June 2, 2025 2:16 pm / 1 Comment on Field evaluation of lime and calcium sources impact on Acidity.

At the same time we initiated a lab study looking at the application of LiqCal https://osunpk.com/?p=2096 , we also initiated a field trial to look at the multi-year application of LiqCal, Pelletized Lime and Ag-Lime.

A field study was implemented on a bermudagrass hay meadow near Stillwater in the summer of 2019. The study looked to evaluate the impact of multiple liming / calcium sources impact on forage yield and soil properties. This report will focus on the impact of treatments on soil properties while a later report will discuss the forage results.
Table 1. has the management of the six treatments we evaluated, all plots had 30 gallons of 28-0-0 streamed on each spring in May. Treatment 1 was the un-treated check. Treatment 2, was meant to be a 2 ton ECCE (Effective Calcium Carbonate Equivalency) Ag Lime application when we first implemented the plots in 2019, but we could not source any in time so we applied 2.0 ton ECCE hydrated lime (CaO) the next spring. The spring 2023 soil samples showed the pH to have fallen below 5.8 so and Ag lime was sourced from a local quarry and 1.0 ton ECCE was applied May 2024. Treatment 3, was meant to complement Treatment 2 as an additional lime source of hydrated lime, it was applied June 2019. My project has used hydrated lime as a source for many years as it is fast acting and works great for research. Treatment 4 had 100 lbs. of pelletized lime applied each spring. The 100 lbs. rate was based upon recommendation from a local group that sells Pell lime. Treatments 5 and 6 were two liquid calcium products *Liq Cal * and **Lig Cal+ from the same company. The difference based upon information shared by the company was the addition of humic acid in the Liq Cal+ product. Both LiqCal and LiqCal+ where applied at a rate of 3 gallons per acre per year, with 17 gallons per acre of water as a carrier. Table 1, also shows total application over the six years of the study.

Table 1. Treatments of the field study. Each treatment was replicated 4 times.

After six years of applications and harvest it was decided to terminate the study. The forage results were intriguing however little differences where seen in total harvest over the six years, highlighting a scenario I have encountered in the past on older stands of bermuda. That data will be shared in a separate blog.
The soils data however showed exceptionally consistent results.

In February of 2025 soil samples were collected from each plot at depths of 0-3 inch’s and 0-6 inches (Table 2.). It was our interest to see if the soil was being impacted below the zone we would expect lime and calcium to move without tillage, which if 0-3″. Figure 1. below shows the soil pH of the treatments at each depth.
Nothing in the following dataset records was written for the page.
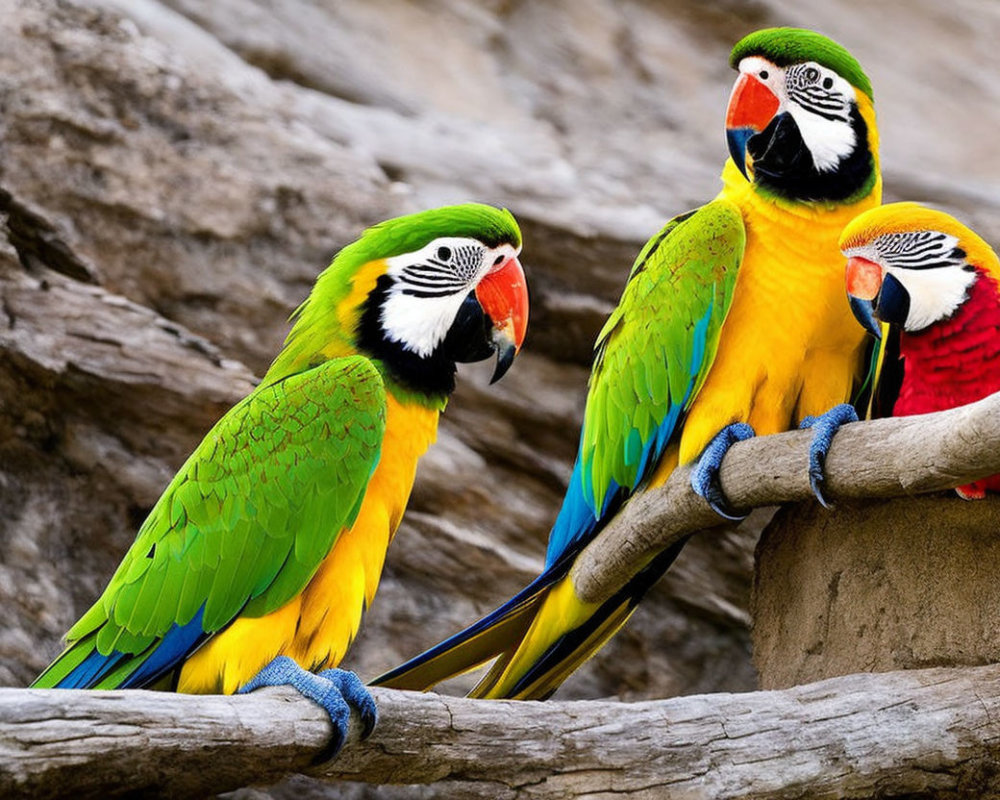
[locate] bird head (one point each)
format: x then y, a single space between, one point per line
418 293
800 122
911 266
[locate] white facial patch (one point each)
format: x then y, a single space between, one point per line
819 101
429 286
926 264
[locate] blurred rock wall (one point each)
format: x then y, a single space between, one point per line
174 174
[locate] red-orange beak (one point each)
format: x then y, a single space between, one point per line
752 106
864 282
503 294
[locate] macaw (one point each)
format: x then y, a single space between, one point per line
264 550
938 283
733 316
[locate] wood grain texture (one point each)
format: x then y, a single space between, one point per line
914 734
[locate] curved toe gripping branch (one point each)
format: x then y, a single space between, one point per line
705 476
336 690
824 427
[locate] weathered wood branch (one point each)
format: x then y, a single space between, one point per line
880 458
894 733
891 734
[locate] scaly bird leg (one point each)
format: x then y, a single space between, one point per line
705 477
824 427
336 690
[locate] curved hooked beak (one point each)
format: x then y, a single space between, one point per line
864 281
876 295
752 106
503 295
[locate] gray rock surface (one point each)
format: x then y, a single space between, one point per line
174 174
878 586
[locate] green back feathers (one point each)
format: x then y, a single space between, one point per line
784 46
319 321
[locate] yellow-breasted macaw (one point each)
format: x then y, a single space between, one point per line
268 544
938 283
733 316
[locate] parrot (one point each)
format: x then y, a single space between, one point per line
937 283
256 564
733 320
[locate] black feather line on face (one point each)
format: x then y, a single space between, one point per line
783 164
432 375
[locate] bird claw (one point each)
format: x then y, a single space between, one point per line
824 427
336 690
705 477
356 695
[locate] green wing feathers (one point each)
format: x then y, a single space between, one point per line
250 516
657 346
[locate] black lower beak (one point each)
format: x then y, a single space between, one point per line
893 301
506 350
864 312
737 139
779 151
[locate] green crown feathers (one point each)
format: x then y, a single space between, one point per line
784 46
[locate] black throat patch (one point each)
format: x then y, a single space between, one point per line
782 163
433 375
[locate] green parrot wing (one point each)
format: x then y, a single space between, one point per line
657 347
250 516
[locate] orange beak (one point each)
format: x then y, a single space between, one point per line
503 294
752 106
864 282
864 278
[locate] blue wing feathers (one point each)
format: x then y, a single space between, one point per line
178 643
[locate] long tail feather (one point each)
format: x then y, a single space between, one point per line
540 663
499 630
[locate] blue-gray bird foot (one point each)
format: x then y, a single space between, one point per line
336 690
824 427
705 477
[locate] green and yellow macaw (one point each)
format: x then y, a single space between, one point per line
268 544
733 316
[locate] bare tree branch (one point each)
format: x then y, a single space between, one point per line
880 458
894 734
891 734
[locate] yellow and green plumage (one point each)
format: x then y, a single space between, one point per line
270 539
733 313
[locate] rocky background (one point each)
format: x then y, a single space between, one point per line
173 175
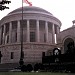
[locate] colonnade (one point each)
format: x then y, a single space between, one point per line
28 31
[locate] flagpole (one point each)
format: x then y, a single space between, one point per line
21 62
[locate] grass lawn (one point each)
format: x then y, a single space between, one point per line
29 73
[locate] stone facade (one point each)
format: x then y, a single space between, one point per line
39 29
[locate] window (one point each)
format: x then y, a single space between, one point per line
7 28
32 36
12 55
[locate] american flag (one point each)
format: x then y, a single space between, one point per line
27 2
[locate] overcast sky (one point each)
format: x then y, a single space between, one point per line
64 10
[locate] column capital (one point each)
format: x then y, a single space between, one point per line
28 31
18 31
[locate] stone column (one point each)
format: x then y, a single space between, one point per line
0 34
37 32
18 31
10 32
28 31
53 34
4 35
58 30
46 31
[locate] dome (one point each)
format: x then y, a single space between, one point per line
31 9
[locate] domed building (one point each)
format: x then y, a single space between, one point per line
39 29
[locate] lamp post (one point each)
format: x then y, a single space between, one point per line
21 62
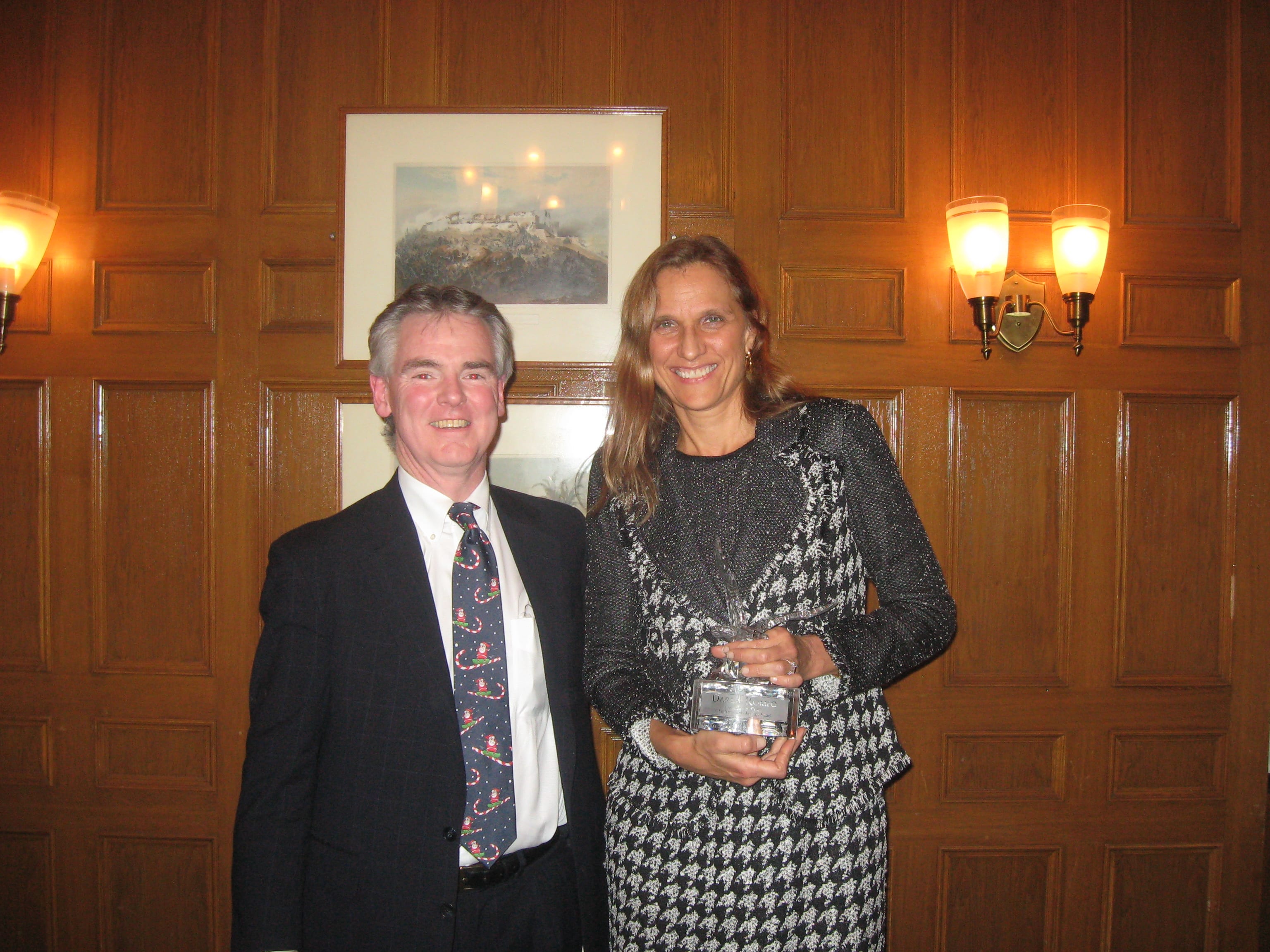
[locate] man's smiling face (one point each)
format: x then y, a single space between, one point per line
445 397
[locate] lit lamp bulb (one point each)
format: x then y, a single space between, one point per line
26 225
980 239
1080 235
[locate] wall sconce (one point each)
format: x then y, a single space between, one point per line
26 226
980 239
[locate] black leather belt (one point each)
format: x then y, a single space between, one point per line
478 878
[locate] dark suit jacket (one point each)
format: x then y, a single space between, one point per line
353 770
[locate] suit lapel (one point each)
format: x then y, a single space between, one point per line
537 559
397 570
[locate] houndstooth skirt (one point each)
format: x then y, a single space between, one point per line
768 883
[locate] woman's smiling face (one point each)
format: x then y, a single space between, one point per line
699 340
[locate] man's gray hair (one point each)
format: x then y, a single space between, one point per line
437 301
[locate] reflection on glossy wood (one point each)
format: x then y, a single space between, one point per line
844 304
155 754
157 894
1010 492
299 295
155 296
1000 899
1180 312
1178 465
27 888
24 751
159 106
1167 764
152 528
1163 899
24 525
1182 112
844 131
991 766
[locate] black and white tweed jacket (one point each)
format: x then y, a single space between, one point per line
825 509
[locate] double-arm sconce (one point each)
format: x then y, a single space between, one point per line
26 225
980 238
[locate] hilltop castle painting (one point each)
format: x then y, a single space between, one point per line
516 235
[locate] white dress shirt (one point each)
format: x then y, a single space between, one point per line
535 771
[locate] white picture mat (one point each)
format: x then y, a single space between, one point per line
566 433
377 143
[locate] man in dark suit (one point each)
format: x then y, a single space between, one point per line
420 771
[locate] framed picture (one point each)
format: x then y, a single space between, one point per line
543 450
548 214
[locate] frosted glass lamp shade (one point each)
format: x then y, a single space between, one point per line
1080 235
980 239
26 226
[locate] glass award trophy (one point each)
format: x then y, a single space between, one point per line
727 700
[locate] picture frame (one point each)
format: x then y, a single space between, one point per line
507 201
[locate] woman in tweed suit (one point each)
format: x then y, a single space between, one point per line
716 841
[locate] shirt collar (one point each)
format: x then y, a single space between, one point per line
431 508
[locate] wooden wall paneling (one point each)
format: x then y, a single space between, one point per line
27 886
153 527
1011 527
157 894
155 754
158 120
844 134
155 296
33 313
299 295
1001 899
1177 539
24 593
319 55
27 78
998 766
841 304
502 52
1014 116
587 46
1182 113
413 52
1167 764
24 754
1161 898
299 454
681 57
1179 310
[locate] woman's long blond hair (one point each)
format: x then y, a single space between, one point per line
639 410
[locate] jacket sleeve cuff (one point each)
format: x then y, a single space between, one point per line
639 735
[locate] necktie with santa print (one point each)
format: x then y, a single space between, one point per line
480 692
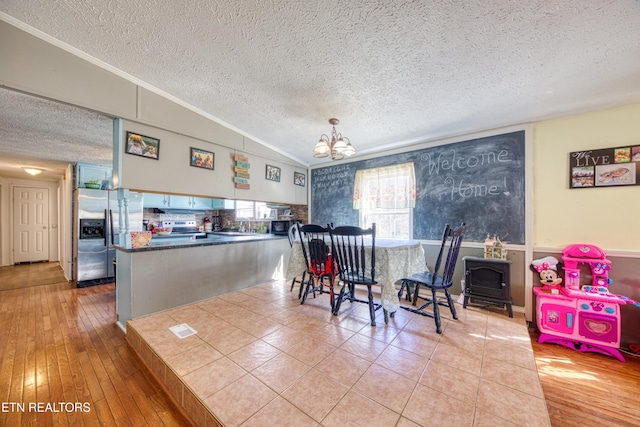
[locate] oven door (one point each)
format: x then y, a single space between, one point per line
598 328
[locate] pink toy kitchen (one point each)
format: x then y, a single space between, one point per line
580 314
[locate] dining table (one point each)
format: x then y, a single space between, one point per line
395 259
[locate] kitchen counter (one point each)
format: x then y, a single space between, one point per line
171 273
216 238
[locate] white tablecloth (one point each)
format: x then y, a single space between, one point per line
395 259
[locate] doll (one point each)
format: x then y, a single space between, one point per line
548 268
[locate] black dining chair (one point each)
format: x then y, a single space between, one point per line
440 279
354 265
293 235
316 243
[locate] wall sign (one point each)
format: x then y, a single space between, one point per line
241 170
605 167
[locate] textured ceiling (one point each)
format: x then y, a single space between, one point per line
393 72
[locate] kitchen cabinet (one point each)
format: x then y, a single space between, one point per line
202 203
153 200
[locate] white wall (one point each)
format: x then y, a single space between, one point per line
604 216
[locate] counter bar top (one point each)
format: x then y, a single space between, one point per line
221 238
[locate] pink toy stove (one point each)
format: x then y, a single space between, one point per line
581 317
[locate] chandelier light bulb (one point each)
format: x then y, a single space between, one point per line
338 146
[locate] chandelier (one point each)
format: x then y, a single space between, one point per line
337 146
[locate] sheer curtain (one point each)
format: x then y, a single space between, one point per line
389 187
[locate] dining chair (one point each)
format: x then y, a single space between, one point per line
293 235
354 265
440 279
315 241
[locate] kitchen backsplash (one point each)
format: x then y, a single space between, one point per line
227 217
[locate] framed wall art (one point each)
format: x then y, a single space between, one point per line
201 158
605 167
273 173
299 179
141 145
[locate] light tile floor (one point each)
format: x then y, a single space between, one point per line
259 358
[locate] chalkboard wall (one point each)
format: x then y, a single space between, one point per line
479 182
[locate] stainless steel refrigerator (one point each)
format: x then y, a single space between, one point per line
96 219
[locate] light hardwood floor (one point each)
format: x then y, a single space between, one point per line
60 344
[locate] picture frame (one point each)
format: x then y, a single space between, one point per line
202 159
142 145
299 179
604 167
272 173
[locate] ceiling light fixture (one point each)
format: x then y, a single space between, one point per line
337 146
33 171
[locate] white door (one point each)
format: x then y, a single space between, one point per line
30 224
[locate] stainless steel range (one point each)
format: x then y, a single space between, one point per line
181 228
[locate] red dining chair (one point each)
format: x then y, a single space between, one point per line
436 280
293 236
315 243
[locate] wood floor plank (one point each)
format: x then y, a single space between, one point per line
60 345
587 389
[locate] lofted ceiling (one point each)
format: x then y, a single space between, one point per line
394 72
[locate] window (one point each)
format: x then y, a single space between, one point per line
387 197
246 210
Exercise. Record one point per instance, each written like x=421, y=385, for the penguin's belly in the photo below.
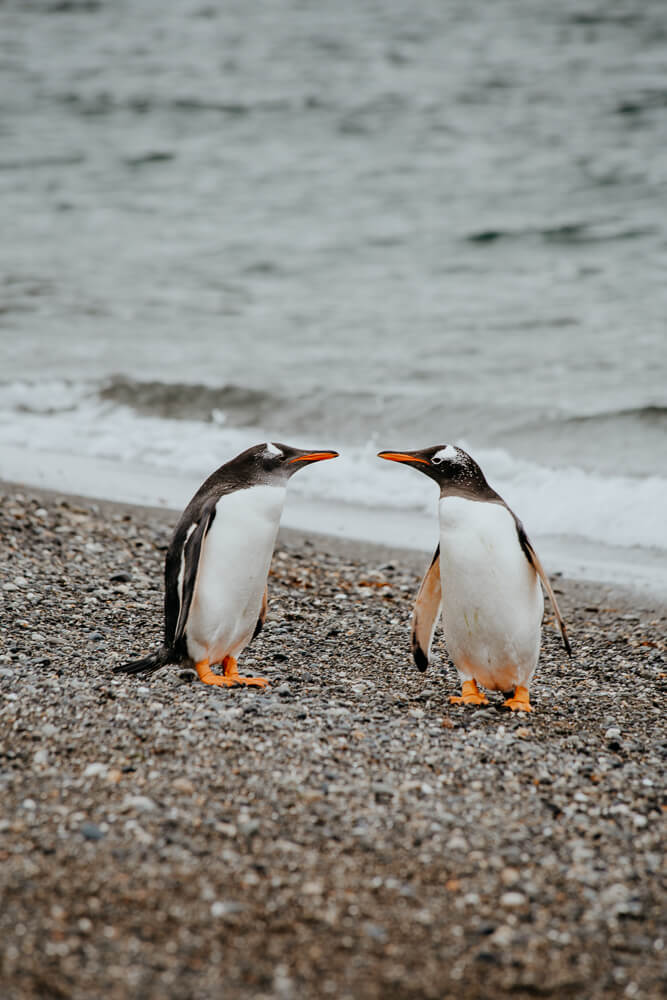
x=233, y=567
x=492, y=602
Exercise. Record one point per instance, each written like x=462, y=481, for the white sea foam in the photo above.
x=64, y=420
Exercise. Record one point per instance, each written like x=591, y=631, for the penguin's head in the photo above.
x=280, y=461
x=449, y=466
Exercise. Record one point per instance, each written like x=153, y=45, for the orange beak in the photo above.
x=399, y=456
x=314, y=456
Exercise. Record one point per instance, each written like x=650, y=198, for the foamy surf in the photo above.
x=72, y=437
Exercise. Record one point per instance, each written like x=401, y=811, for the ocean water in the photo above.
x=358, y=226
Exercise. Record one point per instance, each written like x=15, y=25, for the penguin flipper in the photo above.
x=425, y=615
x=182, y=584
x=533, y=559
x=262, y=615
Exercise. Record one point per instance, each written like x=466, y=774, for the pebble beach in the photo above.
x=346, y=833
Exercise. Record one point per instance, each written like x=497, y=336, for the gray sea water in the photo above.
x=358, y=225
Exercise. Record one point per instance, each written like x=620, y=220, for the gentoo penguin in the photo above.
x=218, y=561
x=484, y=577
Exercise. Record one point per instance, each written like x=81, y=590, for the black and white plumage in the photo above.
x=218, y=562
x=485, y=579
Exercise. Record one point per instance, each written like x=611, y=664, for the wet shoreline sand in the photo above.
x=346, y=833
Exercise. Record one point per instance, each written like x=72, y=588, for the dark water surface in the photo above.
x=391, y=222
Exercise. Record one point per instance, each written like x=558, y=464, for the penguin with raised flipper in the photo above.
x=218, y=562
x=485, y=578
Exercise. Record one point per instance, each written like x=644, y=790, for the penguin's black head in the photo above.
x=452, y=468
x=280, y=461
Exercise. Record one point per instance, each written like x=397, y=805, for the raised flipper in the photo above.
x=533, y=559
x=262, y=614
x=425, y=615
x=185, y=583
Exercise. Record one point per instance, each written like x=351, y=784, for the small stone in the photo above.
x=95, y=770
x=91, y=831
x=139, y=802
x=510, y=876
x=183, y=785
x=512, y=899
x=226, y=908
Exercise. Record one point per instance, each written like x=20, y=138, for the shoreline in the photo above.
x=586, y=590
x=639, y=570
x=346, y=832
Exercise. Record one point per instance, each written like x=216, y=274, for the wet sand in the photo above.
x=346, y=833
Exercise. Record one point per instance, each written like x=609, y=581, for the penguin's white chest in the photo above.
x=492, y=601
x=233, y=567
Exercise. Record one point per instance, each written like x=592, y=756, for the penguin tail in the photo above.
x=148, y=664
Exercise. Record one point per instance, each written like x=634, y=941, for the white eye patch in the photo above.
x=446, y=454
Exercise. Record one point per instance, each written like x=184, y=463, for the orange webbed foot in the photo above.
x=207, y=676
x=520, y=702
x=470, y=695
x=232, y=675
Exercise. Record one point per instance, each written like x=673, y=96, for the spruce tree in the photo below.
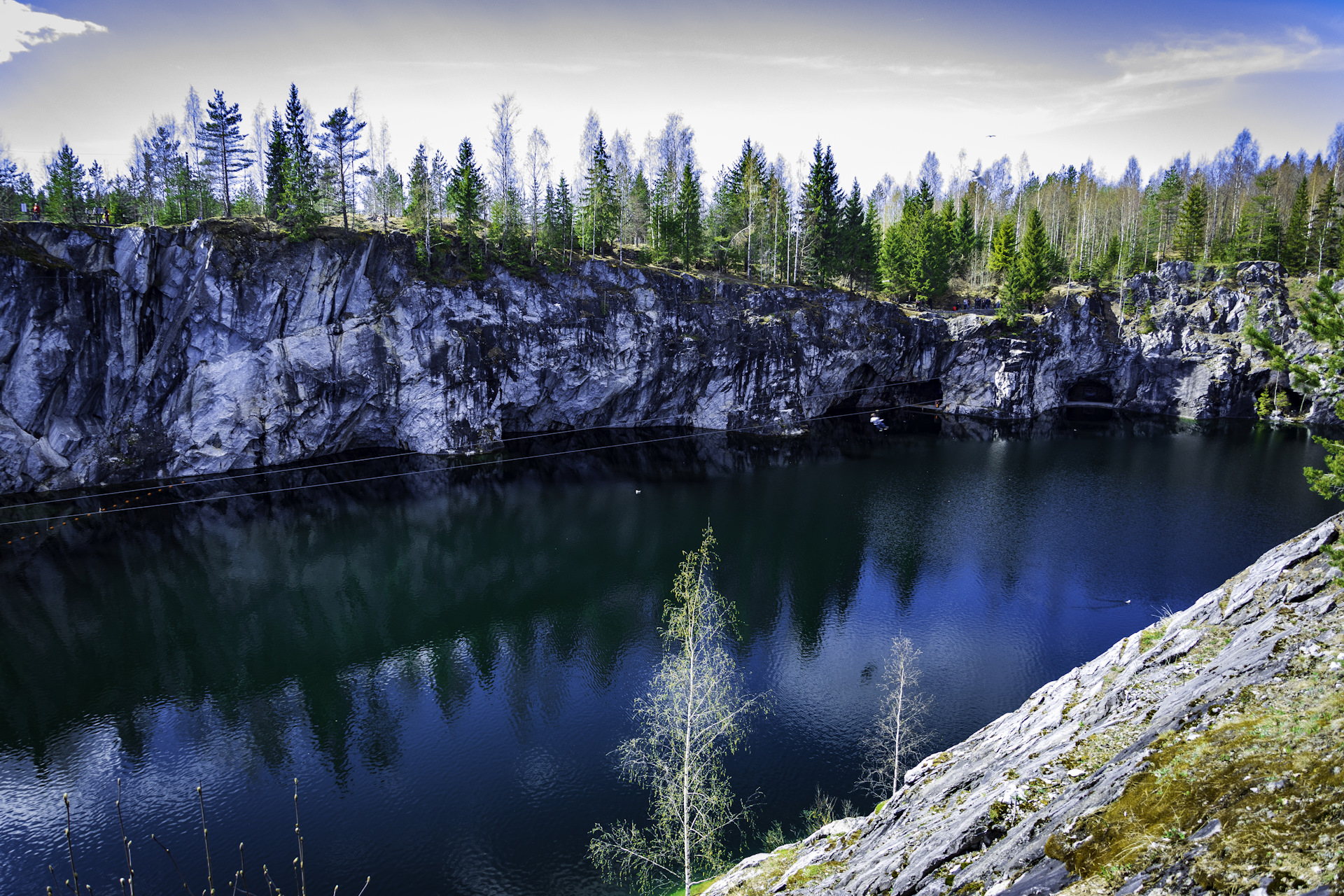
x=277, y=159
x=340, y=140
x=965, y=235
x=1034, y=261
x=299, y=213
x=857, y=238
x=222, y=147
x=1294, y=238
x=598, y=206
x=66, y=187
x=1168, y=206
x=1003, y=248
x=690, y=232
x=420, y=210
x=1326, y=229
x=468, y=191
x=1190, y=226
x=820, y=216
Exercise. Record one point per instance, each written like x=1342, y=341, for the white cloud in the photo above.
x=22, y=29
x=1224, y=58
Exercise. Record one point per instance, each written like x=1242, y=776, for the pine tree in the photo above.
x=1326, y=229
x=1191, y=225
x=222, y=147
x=1294, y=238
x=277, y=159
x=65, y=187
x=468, y=191
x=342, y=143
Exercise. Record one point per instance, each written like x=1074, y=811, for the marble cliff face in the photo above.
x=132, y=354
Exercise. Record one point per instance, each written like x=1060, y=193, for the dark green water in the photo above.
x=447, y=660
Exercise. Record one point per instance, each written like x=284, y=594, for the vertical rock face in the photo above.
x=131, y=354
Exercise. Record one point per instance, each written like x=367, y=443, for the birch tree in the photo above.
x=503, y=167
x=898, y=735
x=692, y=716
x=537, y=171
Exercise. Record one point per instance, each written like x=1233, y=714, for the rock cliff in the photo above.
x=1202, y=755
x=132, y=354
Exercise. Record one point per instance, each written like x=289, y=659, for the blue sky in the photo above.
x=882, y=83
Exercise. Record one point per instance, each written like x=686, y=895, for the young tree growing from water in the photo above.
x=692, y=716
x=898, y=735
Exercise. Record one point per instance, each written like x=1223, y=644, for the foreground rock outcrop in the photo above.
x=1202, y=755
x=132, y=354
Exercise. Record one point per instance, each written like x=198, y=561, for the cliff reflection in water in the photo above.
x=436, y=650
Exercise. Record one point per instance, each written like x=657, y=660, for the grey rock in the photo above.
x=980, y=813
x=132, y=354
x=1044, y=879
x=1210, y=830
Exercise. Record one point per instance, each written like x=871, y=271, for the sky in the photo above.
x=882, y=83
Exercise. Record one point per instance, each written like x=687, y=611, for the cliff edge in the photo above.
x=1200, y=755
x=134, y=354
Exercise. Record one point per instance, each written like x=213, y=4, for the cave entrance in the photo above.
x=1091, y=393
x=864, y=390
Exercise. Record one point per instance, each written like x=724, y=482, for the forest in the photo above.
x=993, y=230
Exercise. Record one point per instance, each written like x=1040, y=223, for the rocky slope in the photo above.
x=1202, y=755
x=132, y=354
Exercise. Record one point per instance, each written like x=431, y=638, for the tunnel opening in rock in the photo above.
x=1091, y=414
x=864, y=391
x=1092, y=391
In the surface (blue) the Ag Lime and Hydrated lime treatments both significantly increased from 4.78 to 6.13 and 5.7 respectively. While the Pel lime, LiqCal and LiqCal+ had statistically similar pH’s as the check at 4.8, 4.65, and 4.65. It is important to note that the Ag Lime applied in May of 2024 resulted in a significant increase in pH from the 2019 application of Treatment 3. The Spring of 2024 soil samples showed that the two treatments ( 2 and 3 ) were equivalent. So within one year of application the Ag lime significantly raised soil pH.

As expected the impact on the 3-6″ soil pH was less than the surface. However, the Ag Lime and Hydrated lime treatments significantly increased the pH by approximately 0.50 pH units. This is important data as the majority of the literature suggestion limited impact of lime on the soil below the 3″ depth.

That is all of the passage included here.